I told what I think is a pretty innocent tweeter that I didn’t think it was cool to post. She had taken pictures of two children in a shop that she didn’t know, and who didn’t know they were being photographed, and posted the picture online to talk about how obese they were to raise awareness of a very real problem affecting many children nowadays.
I don’t think that is proper, but I can see how others might not think about it until someone else mentioned it. I don’t think its enough justification for the two photographers who jumped on the tweets to start calling me names over it.
I’m not going to go into it all, but they were a couple of photographers that seem to think there are no consequences in this world, and don’t care about anyone elses feelings. As far as they are concerned, they are going to take pictures of anyone, anywhere, and do whatever they want with them, including anybody’s kids that they take pictures of. As far as they are concerned, people like me who would like to be asked before their kids pics were put on the internet are idiots.
Do all photographers think like that, or is it just the male kind?
In my view, the least anyone can do morally and ethically is to ask permission of parents of children that you are taking pictures of, if it is ok to use them in a public online place. Many many people have valid reasons for NOT wanting recognisable pictures of their children posted online. I don’t think it’s an unreasonable expectation to want to be asked before for such an intrusion.
One told me that just because I “shat” out kids, I didn’t have the right to take the moral high ground.
The other told me that we shouldn’t go out in public if we don’t want to be photographed !!

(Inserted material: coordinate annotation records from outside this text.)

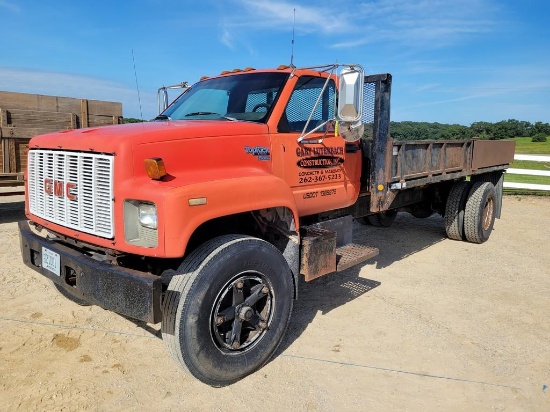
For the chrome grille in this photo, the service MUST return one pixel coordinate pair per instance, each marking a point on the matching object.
(72, 189)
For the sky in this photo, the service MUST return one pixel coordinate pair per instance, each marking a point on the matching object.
(454, 62)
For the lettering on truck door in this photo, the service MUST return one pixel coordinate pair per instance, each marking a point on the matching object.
(325, 175)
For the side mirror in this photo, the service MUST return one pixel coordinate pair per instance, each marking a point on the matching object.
(350, 94)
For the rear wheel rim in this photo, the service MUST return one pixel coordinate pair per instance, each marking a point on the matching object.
(242, 313)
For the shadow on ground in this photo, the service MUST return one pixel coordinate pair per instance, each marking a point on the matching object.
(404, 238)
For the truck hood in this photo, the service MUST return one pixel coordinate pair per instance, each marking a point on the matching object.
(109, 139)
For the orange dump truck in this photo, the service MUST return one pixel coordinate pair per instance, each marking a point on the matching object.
(206, 218)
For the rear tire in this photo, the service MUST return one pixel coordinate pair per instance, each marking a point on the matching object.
(479, 216)
(454, 210)
(227, 309)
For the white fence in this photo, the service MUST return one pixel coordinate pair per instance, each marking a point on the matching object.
(529, 186)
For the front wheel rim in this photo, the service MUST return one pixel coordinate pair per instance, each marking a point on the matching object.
(242, 313)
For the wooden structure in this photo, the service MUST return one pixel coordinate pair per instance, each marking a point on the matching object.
(24, 115)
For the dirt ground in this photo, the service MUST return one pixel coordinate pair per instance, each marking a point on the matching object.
(430, 324)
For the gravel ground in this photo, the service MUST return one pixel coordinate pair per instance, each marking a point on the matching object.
(429, 324)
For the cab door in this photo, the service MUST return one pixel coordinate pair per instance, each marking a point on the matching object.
(322, 170)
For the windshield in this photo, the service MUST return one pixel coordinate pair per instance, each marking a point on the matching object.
(248, 96)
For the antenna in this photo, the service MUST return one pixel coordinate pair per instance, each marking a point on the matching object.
(137, 86)
(292, 52)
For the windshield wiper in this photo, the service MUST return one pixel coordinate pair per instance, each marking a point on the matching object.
(210, 113)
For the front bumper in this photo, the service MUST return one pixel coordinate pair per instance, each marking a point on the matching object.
(128, 292)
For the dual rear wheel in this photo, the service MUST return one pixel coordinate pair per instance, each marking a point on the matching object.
(470, 211)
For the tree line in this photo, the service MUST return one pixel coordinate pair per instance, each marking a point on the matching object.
(505, 129)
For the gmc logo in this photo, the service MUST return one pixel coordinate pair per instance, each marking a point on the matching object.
(59, 188)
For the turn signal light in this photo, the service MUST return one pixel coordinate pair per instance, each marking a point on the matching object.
(155, 168)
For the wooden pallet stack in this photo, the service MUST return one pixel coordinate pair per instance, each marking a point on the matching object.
(24, 115)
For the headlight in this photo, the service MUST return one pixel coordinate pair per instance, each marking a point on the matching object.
(140, 223)
(148, 215)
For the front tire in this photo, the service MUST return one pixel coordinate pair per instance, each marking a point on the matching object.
(227, 309)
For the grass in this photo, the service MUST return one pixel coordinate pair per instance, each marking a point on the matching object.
(525, 146)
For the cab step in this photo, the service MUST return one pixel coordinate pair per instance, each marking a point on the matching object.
(353, 254)
(327, 247)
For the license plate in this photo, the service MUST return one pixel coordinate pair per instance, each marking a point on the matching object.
(51, 261)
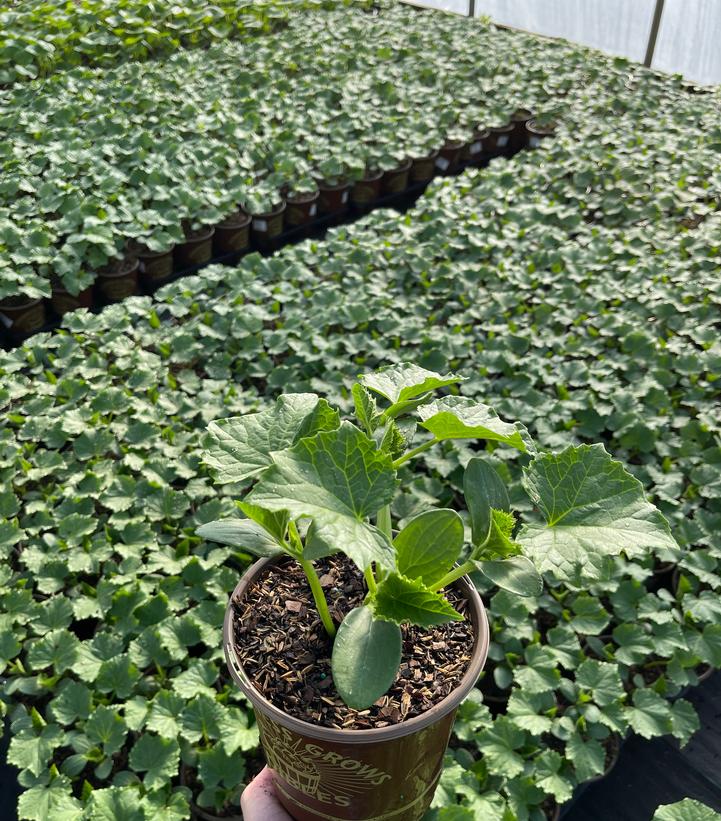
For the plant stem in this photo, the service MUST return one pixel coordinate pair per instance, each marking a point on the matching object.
(411, 453)
(456, 573)
(318, 597)
(383, 521)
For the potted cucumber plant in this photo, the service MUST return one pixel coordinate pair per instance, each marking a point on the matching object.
(358, 633)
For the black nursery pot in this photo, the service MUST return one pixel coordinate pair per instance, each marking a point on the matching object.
(268, 226)
(22, 315)
(232, 235)
(356, 775)
(196, 250)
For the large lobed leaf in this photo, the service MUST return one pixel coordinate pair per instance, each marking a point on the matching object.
(243, 444)
(338, 479)
(593, 509)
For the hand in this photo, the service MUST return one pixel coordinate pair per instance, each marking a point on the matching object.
(258, 801)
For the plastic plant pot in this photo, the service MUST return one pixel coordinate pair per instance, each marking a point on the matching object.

Debate, right or wrong, what do you think?
For those asking to see the tweets/conversation.
My original tweet in response to seeing the pictures of two children and being talked about due to their size was to reply to the person who took them and say that I would delete them if I were her as posting pics of kids she had no permission to was not cool.
She was trying to show the potential dangers of chidren who are overweight in this world to highlight where adults are damaging their kids by leting them get overweight, but using very recognisable pictures of children she had taken in a supermarket.

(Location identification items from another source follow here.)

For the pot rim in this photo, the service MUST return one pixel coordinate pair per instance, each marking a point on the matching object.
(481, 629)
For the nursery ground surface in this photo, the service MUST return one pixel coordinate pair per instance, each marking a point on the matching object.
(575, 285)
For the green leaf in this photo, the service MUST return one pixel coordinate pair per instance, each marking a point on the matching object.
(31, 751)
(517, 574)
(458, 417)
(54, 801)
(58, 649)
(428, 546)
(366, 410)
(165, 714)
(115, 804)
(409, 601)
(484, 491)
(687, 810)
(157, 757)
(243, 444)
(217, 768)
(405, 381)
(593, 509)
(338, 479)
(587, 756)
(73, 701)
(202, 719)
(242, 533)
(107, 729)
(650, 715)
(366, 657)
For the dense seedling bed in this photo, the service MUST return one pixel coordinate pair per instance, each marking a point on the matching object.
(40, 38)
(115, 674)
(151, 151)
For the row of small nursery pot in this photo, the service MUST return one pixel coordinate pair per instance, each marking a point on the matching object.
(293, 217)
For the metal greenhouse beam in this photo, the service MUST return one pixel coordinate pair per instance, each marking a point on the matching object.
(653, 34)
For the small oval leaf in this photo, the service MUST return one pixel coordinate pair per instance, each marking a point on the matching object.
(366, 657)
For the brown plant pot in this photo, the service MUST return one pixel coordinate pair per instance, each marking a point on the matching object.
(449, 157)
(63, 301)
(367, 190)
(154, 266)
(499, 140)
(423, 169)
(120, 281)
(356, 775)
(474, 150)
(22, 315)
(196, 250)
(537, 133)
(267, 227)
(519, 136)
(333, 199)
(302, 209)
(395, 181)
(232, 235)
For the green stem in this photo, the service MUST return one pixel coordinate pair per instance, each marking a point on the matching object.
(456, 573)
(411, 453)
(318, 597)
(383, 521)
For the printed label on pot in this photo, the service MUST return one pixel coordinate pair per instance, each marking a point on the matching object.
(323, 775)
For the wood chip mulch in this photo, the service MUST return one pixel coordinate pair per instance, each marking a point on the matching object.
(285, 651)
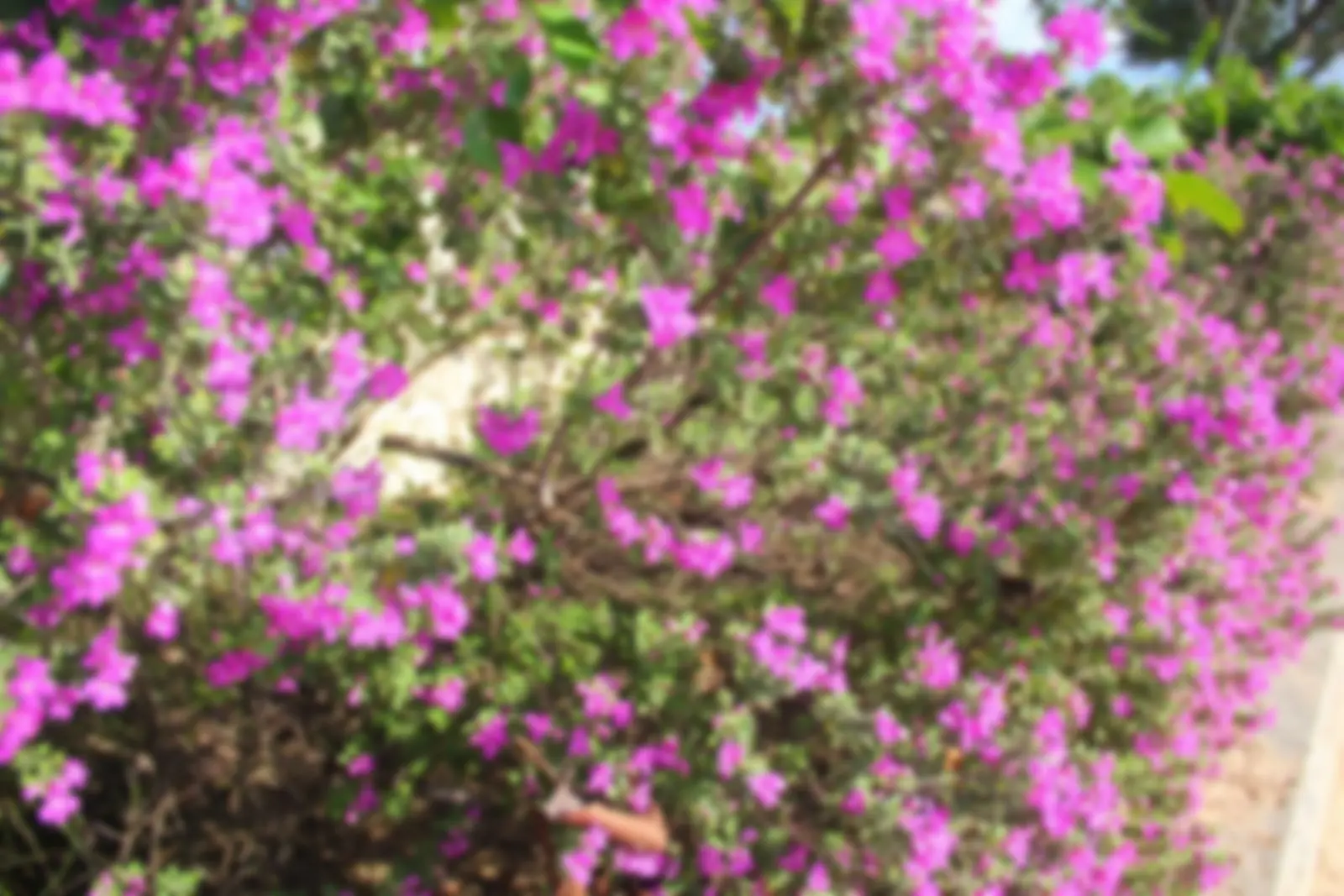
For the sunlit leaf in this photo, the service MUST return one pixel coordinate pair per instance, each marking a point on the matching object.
(568, 36)
(1189, 192)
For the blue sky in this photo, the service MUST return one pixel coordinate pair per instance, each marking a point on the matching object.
(1018, 27)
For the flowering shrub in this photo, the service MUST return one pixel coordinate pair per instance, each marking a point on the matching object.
(911, 524)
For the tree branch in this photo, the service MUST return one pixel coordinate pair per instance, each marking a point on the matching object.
(1300, 29)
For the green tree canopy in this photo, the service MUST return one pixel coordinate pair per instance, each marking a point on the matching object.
(1263, 31)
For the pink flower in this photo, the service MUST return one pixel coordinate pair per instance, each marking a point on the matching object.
(506, 434)
(481, 558)
(387, 382)
(161, 624)
(768, 788)
(669, 311)
(1081, 34)
(522, 548)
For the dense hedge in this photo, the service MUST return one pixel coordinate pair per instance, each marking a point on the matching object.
(911, 523)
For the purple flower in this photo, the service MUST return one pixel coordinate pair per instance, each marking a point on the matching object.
(768, 788)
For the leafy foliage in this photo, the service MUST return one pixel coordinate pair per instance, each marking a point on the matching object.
(893, 510)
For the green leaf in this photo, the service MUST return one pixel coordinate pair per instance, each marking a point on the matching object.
(514, 69)
(444, 15)
(1088, 177)
(1159, 139)
(1200, 54)
(479, 143)
(1189, 192)
(568, 36)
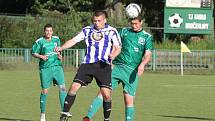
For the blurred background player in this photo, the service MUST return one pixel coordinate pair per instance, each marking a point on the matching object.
(100, 38)
(50, 67)
(128, 66)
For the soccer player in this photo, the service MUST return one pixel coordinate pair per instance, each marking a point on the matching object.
(100, 39)
(128, 66)
(50, 67)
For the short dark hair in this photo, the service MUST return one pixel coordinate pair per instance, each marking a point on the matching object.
(100, 12)
(47, 26)
(140, 18)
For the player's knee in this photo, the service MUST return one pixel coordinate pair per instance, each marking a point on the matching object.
(62, 88)
(74, 88)
(44, 91)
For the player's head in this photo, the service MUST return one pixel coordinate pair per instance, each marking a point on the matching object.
(136, 23)
(48, 30)
(99, 19)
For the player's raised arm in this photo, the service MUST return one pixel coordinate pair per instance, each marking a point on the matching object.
(145, 60)
(66, 45)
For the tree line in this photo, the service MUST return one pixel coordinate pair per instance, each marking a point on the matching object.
(14, 32)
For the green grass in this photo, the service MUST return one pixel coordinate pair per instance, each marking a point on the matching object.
(160, 97)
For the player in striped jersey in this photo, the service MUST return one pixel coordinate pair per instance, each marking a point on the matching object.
(128, 66)
(100, 39)
(50, 67)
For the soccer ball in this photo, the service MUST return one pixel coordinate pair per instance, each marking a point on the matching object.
(132, 10)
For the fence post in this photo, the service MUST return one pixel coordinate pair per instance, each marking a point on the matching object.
(76, 59)
(154, 57)
(26, 55)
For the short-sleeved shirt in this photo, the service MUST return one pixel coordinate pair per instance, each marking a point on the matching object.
(99, 43)
(43, 47)
(134, 45)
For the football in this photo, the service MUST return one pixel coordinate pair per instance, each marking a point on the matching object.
(132, 10)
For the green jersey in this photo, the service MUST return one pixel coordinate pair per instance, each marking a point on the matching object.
(44, 47)
(134, 45)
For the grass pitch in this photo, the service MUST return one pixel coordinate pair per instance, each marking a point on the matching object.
(160, 97)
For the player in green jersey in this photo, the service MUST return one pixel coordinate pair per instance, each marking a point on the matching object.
(128, 66)
(50, 67)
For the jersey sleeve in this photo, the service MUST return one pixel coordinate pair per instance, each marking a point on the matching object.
(149, 43)
(36, 48)
(81, 36)
(116, 38)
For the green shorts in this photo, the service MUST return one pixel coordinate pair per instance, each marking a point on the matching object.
(53, 74)
(127, 76)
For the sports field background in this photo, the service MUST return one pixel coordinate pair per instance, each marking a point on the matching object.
(160, 97)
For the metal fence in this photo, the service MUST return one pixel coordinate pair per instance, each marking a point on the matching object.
(162, 59)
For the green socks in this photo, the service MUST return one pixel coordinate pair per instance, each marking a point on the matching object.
(94, 107)
(43, 98)
(129, 113)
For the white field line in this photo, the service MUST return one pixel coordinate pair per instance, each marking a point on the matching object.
(189, 85)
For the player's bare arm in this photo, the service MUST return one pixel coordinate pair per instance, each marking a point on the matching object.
(43, 57)
(145, 60)
(66, 45)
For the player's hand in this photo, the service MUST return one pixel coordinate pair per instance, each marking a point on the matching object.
(141, 69)
(44, 57)
(59, 56)
(57, 49)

I have a couple of tweets in my favourites, and I can’t for the life of me locate my favourites on the new twitter web. I also have no idea how to lift conversations from twitter to post here, or I would have.
Two photographers who were not the ones who took the pictures decided to take it to a whole new level of discussion as they proceeded to call me all sorts for having an opinion that is not the same as theirs. They were determined to nastily defend the right to use a picture in any way they see fit.
We can have differences of opinions and ideas, and if we don’t like what someone else has to say, we can challenge it. Where it becomes not acceptable in my view is when people decide to get personal and call us names.
A nice photographer came on later and debated the issue, and apologised for the abuse I had received. I did not give the two who were nasty any abuse back, rather I tried to discuss it with them, but they were not prepared to discuss, only to call names.
The original photographer who posted the pictures apologised for causing such offence and said she would remove them.
It seems to be that photography students might be being told the legal side which is that pictures in a public place are fair game, and that it is up to their own code of ethics and morality what they do with them.
I don’t know what the definition of public and private place is.
I am also glad of the support of the mum bloggers who have the same opinion as I do that random children should not be used for the sake of someone else’s idea of art.
To me, if they have to ignore the potential subjects feelings to portray what the photographer wants to, then there is something wrong with using or taking the picture.
That is my opinion, and I am open to discussing others opinions on the subject which seems to be a huge emotive debate.
Am I defender of those two children that I don’t know, yes, I guess in a way I am. If someone did that to my children I would be furious, and I would hope that if anyone saw pictures of my children on the internet without consent, that someone would stand up for them.